Artificial intelligence/machine learning agriculture, food and animal sciences

Machine learning based modelling and artificial intelligence applications for agriculture, food and animal sciences.

The Digital Agriculture, Food and Wine (DAFW) group has made several contributions in the way that data from different technologies (UAV, remote sensing, sensor networks, among others) are analysed to obtain meaningful information for decision making.

These have been in terms of water and fertiliser management using sensor networks and UAV through machine learning and artificial intelligence. Water savings was our first objective since Australia is a water deficit country that requires irrigation technology for commercial agriculture.

Another climate change-related problem to solve was the effect of bushfires on viticulture, mainly related to smoke contamination and smoke taint in wines. We developed digital tools based on non-destructive proximal remote sensing, such as infrared thermal imagery and near-infrared spectroscopy (NIR) and machine learning to detect contamination in canopies, berries, and wines with high accuracy and using portable devices. Hence, winegrowers could detect levels of contamination in the field and apply amelioration management techniques in almost real-time, instead of sending samples to specialised laboratories and wait for results that could take days or weeks. These new technologies can be applied to predict smoke taint in berries and wines before winemaking, so grape growers and winemakers can make critical decisions without incurring in further operational costs and reducing losses.

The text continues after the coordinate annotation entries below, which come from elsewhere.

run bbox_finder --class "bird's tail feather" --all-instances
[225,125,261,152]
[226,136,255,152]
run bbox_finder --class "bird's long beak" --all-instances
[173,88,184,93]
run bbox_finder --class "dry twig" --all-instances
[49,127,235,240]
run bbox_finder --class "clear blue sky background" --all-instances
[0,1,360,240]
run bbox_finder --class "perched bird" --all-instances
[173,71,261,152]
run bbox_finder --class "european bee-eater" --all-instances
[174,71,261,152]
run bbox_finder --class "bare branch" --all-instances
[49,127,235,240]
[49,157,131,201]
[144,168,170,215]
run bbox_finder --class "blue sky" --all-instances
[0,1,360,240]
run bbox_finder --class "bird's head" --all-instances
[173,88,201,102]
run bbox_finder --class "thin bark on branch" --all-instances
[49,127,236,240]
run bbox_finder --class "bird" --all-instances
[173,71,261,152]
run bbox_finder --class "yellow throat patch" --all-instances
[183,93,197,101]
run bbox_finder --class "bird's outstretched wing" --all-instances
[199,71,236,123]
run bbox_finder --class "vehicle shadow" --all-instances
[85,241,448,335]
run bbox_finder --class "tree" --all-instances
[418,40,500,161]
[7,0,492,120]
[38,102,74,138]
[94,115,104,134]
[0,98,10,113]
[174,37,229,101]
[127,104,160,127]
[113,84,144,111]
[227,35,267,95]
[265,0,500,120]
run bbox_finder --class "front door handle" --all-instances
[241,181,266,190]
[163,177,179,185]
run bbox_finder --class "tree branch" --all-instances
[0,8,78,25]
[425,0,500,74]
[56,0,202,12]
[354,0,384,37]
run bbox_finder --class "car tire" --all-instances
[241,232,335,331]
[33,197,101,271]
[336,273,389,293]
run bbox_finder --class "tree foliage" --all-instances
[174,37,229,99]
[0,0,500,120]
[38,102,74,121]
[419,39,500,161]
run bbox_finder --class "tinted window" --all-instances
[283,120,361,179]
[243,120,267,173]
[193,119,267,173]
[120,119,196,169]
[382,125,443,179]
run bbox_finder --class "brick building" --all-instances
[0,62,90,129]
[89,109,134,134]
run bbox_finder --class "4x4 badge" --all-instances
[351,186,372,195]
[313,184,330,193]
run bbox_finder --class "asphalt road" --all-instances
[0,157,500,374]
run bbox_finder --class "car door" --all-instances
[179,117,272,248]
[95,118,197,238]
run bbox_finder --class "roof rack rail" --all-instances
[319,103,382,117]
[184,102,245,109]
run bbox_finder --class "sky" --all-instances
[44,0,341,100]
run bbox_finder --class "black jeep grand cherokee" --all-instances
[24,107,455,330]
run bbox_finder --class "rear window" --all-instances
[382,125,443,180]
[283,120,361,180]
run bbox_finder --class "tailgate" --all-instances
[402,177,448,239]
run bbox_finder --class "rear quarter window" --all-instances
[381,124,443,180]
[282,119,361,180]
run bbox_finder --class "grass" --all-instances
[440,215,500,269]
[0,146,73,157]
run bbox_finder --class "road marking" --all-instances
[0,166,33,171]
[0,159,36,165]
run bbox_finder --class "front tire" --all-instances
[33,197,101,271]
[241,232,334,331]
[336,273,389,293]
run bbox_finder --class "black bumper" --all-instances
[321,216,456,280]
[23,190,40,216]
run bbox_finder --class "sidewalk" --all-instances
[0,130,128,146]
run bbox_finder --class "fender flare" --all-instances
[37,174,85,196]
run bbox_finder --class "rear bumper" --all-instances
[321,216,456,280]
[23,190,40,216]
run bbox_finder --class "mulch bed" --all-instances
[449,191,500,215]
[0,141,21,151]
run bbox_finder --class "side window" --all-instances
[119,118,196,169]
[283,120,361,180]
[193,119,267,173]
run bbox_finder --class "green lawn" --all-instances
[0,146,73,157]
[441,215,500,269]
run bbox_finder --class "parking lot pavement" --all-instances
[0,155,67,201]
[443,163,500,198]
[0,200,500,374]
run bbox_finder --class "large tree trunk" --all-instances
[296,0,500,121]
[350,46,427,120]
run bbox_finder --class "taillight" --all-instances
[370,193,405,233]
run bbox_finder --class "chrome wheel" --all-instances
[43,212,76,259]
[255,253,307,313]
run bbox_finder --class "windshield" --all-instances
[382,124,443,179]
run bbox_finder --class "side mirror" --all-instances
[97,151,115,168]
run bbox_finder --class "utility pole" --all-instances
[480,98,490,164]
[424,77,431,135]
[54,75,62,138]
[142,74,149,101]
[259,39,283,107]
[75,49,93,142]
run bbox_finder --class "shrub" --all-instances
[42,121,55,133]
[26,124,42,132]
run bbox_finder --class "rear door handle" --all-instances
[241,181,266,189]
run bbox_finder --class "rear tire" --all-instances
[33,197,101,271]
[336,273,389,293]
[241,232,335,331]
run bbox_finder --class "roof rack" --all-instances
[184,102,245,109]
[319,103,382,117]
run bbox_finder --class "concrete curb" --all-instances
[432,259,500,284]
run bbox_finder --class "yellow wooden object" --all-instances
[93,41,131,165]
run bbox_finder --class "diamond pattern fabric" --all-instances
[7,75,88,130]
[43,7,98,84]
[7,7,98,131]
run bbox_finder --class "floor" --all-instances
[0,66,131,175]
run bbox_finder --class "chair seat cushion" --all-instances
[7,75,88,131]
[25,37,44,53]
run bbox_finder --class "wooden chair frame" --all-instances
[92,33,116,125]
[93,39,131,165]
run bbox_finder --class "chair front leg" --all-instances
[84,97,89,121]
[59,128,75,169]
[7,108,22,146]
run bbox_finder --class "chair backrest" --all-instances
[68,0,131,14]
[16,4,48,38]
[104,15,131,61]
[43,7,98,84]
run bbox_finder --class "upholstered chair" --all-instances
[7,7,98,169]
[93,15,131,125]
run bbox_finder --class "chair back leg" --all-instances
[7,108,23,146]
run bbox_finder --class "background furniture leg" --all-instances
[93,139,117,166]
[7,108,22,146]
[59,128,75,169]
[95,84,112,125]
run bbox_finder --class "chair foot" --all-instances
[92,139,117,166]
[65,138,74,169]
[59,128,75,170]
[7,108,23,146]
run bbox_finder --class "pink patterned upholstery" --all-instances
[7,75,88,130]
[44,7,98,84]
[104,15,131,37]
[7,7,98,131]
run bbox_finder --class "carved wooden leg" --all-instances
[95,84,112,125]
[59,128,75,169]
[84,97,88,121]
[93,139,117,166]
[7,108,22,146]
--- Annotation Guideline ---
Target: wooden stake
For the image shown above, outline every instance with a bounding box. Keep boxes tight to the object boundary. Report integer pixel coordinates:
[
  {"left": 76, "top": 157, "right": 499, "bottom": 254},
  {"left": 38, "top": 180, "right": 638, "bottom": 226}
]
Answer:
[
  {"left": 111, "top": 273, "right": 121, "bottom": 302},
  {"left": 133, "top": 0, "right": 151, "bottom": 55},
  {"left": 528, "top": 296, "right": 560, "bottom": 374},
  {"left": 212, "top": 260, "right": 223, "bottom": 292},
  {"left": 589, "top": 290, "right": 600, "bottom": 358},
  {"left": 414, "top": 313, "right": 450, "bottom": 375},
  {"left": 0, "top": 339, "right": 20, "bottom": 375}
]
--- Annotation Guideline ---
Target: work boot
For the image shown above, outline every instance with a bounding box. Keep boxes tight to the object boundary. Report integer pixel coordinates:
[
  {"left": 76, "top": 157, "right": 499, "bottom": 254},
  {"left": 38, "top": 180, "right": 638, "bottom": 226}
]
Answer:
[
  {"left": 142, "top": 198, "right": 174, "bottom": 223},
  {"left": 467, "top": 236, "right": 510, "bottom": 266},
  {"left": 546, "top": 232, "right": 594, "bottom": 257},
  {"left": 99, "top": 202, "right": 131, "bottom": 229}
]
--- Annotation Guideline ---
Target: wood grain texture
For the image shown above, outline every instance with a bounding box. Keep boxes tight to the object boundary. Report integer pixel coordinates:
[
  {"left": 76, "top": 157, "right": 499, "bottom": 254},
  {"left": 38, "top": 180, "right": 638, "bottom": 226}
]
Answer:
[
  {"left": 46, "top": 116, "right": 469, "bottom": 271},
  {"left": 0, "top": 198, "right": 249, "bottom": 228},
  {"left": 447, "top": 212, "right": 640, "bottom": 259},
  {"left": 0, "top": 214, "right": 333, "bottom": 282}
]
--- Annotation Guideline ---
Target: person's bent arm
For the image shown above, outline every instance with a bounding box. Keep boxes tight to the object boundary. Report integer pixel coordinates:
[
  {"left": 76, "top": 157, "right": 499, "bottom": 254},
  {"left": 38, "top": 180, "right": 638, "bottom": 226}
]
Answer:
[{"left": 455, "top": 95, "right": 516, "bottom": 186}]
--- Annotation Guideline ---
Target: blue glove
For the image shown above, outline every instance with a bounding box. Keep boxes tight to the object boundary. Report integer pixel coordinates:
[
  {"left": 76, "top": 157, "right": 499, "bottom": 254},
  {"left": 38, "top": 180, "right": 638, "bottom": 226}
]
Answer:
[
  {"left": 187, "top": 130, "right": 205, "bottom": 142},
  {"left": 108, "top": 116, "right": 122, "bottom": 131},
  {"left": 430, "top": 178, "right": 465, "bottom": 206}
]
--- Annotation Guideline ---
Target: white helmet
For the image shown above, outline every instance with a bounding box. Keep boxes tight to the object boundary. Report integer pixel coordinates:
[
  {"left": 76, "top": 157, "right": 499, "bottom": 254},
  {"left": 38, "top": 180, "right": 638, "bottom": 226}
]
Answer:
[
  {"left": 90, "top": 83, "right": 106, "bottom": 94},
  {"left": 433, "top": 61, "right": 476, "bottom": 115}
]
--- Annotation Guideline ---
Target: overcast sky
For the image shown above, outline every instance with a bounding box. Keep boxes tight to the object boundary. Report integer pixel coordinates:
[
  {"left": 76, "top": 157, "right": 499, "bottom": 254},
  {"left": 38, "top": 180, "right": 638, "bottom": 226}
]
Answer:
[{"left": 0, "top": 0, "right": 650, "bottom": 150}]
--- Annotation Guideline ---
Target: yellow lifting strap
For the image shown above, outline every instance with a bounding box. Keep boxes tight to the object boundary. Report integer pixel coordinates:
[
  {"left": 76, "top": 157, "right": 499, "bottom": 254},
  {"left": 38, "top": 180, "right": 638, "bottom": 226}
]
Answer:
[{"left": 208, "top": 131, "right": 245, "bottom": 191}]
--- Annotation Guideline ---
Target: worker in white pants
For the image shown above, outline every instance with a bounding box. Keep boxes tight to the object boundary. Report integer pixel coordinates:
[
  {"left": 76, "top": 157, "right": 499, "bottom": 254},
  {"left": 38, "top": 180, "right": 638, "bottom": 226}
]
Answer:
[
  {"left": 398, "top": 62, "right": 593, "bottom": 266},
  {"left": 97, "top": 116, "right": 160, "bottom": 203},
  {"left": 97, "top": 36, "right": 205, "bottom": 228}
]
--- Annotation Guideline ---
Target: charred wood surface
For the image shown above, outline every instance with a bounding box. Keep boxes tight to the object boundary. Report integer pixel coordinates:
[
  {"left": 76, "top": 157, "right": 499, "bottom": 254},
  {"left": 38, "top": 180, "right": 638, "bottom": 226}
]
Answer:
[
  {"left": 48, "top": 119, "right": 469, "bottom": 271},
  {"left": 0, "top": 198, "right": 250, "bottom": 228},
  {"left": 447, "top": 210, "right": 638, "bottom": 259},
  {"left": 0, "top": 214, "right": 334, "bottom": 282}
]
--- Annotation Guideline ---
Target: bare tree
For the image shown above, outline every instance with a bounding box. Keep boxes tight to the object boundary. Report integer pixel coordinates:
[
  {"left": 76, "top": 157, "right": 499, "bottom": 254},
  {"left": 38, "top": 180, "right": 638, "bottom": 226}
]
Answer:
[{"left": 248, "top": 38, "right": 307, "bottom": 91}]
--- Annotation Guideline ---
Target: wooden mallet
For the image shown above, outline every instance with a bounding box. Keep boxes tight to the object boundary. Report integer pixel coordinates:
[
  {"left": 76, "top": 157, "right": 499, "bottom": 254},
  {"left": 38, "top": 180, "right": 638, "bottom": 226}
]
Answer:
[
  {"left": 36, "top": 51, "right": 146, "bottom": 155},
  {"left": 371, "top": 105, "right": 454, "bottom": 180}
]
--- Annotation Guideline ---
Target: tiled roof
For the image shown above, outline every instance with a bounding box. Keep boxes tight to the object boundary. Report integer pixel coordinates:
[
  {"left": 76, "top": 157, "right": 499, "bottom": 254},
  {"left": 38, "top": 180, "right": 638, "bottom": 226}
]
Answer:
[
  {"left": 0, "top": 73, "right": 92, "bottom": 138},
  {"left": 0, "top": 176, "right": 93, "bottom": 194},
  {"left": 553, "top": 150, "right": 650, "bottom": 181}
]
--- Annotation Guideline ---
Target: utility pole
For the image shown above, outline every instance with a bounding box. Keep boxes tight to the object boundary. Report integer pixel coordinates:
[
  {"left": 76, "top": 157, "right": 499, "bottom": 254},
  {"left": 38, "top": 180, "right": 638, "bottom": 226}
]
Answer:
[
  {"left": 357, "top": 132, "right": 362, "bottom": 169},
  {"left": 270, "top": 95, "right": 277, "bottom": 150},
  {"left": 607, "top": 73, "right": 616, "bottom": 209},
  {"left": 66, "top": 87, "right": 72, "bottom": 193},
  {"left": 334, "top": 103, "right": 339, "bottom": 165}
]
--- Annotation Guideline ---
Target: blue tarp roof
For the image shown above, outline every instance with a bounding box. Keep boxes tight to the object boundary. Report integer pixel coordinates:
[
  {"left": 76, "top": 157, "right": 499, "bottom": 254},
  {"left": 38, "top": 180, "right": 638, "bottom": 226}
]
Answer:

DAFW is now publishing results from digital approaches to manage big data from vineyards and wineries accumulated for years to characterise wine quality traits while the grapevines are growing. Models that we are developing can predict quality traits and full aroma profiles of wines early in the season and at harvest. The implementation of these technologies gives information to winegrowers when to harvest to obtain the maximum quality potential or wine style required objectively.

Some DAFW recent research is based on the relationship between the level and patterns of berry cell death in the mesocarp with wine quality, which can be assessed using handheld NIR technology, as smoke taint and plant water status, offering multiple uses. Berry cell death is linked to quality traits and the development of flavour and aroma in berries and final wines, which makes the wine style. We found that different cultivars have different patterns of cell death that can be characterised using artificial neural network algorithms for classification.

This research could potentially take out the guesswork from viticulture and winemaking, creating “digital art” when producing wines, which is more objective. Similar digital tools have been applied to animal science to assess stress levels and welfare and their effects on food products, such as milk volume and quality traits and meat quality. New digital sensor developments from DAFW have been currently applied to the detection of pests and diseases in crops.